Fannie Mae and Freddie Mac are active providers of acquisition financing for student housing and lend stability to the niche. Earlier this year, for instance, Walker & Dunlop arranged $672 million in financing for the acquisition of University House Communities Group, a 14-asset, nationwide student housing portfolio. The high-powered new ownership is a joint venture of the Scion Group; Singapore’s sovereign wealth fund, GIC; and Canada Pension Plan Investment Board.
“The biggest challenge in the transaction was the size of the portfolio,” Brendan Coleman, a Walker & Dunlop managing director who worked on the deal, told MHN in July. “Assets were all over the country, some hadn’t come out of the ground yet and some were just finishing construction. Coordinating a portfolio of this size within a tight time frame required considerable collaboration around the world, because our partners were in Singapore, Toronto and Chicago.”
To make this complex set of gears click, Walker & Dunlop selected a Fannie Mae credit facility, which offers a combination of scale and flexibility. Designed for portfolios with cross-collateralized, cross-defaulted assets, the credit facility provides a minimum of $55 million, offers both fixed-rate and floating-rate terms, and is available for both stabilized properties and under-construction communities.
For its part, Freddie Mac recently provided $48.8 million for three stabilized communities near Brigham Young University in Provo, Utah: The Lodges at Glenwood, Raintree Commons and Cambridge Court. Arranged by Walker & Dunlop, each 10-year loan has five years of interest-only payments and a 30-year amortization. Freddie Mac representatives visited each community to meet the borrower and see the property firsthand, a step described as unique by Will Baker, a Birmingham, Ala.-based senior vice president & managing director for Walker & Dunlop.
Lenders, including CMBS conduits and banks, are usually willing to provide as much as 75 percent loan-to-value. Life companies are somewhat more conservative, generally lending a maximum of 65 percent LTV. Fixed interest rates could go up to 4.5 percent, while floating rates could reach 3.5 percent. Lenders usually underwrite to a debt service coverage ratio of 1.25 to 1.30, or a minimum debt yield of 7 percent. Mortgage REITs and debt funds are also lending on assets that are being repositioned and need bridge financing.

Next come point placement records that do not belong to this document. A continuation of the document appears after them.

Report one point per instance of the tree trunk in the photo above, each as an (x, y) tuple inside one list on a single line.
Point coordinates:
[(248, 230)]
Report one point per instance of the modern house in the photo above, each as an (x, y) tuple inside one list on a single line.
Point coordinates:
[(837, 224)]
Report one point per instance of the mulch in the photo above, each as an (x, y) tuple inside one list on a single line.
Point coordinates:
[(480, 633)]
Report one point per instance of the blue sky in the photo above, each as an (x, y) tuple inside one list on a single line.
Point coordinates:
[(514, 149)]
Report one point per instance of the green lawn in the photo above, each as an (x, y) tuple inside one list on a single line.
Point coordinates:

During the second quarter, average spreads over Treasuries ranged from about 178 basis points for a loan-to-value of less than 50 percent to 263 basis points for a loan-to-value between 76 and 85 percent, according to a survey of student housing lenders by Integra Realty Resources.
Banks cut back
Although banks remain active construction lenders, they have scaled back their activity and tightened their terms. Loan-to-cost ratios typically range between 70 and 75 percent; 80 percent is now less common than it was in previous years. Interest rates tend to be about 3 percent and up, based on LIBOR plus 300 basis points. Spreads have risen about 50 basis points, as lenders tighten terms. Lenders are also usually looking for debt service coverage on exit of 1.25 to 1.30, or a debt yield of 7 to 9 percent. One factor is BASEL III, which raises the bar for bank capital adequacy.
Regulations aside, a slowdown in bank lending was probably inevitable, given several years of robust lending on student housing properties and in the multifamily sector at large. “There seems to be a strong emphasis on construction dollars being allocated for existing bank borrowers,” noted Peter Benedetto, a senior managing director for Detroit-based Berkadia. “So I think borrowers would want to leverage off of their existing relationships or partner up with people that have strong existing bank relationships.”
Roelke and a Pittsburgh-based colleague, David Meese, recently arranged $86 million in construction financing for a pair of projects planned by Park 7 Group: Park Place Baylor, a 261-unit community adjacent to Baylor University in Houston, and Park Place LSU, a 277-unit development that will serve students at Louisiana State University in Baton Rouge. Three banks provided three-year, interest-only loans with extension options.
Boosted by low interest rates, refinancing of student housing assets is also healthy. “We are at historic lows, with the 10-year Treasury hitting below 1.4 percent right now,” said Baker. “I think that’s attracting a lot of people sitting on the fence about whether or not to refinance.”
These low rates have tended to compress cap rates, which have fallen below 6 percent on occasion. The low interest rates, combined with willing lenders, likely mean student housing refinancing and acquisition will stay strong for the rest of 2016.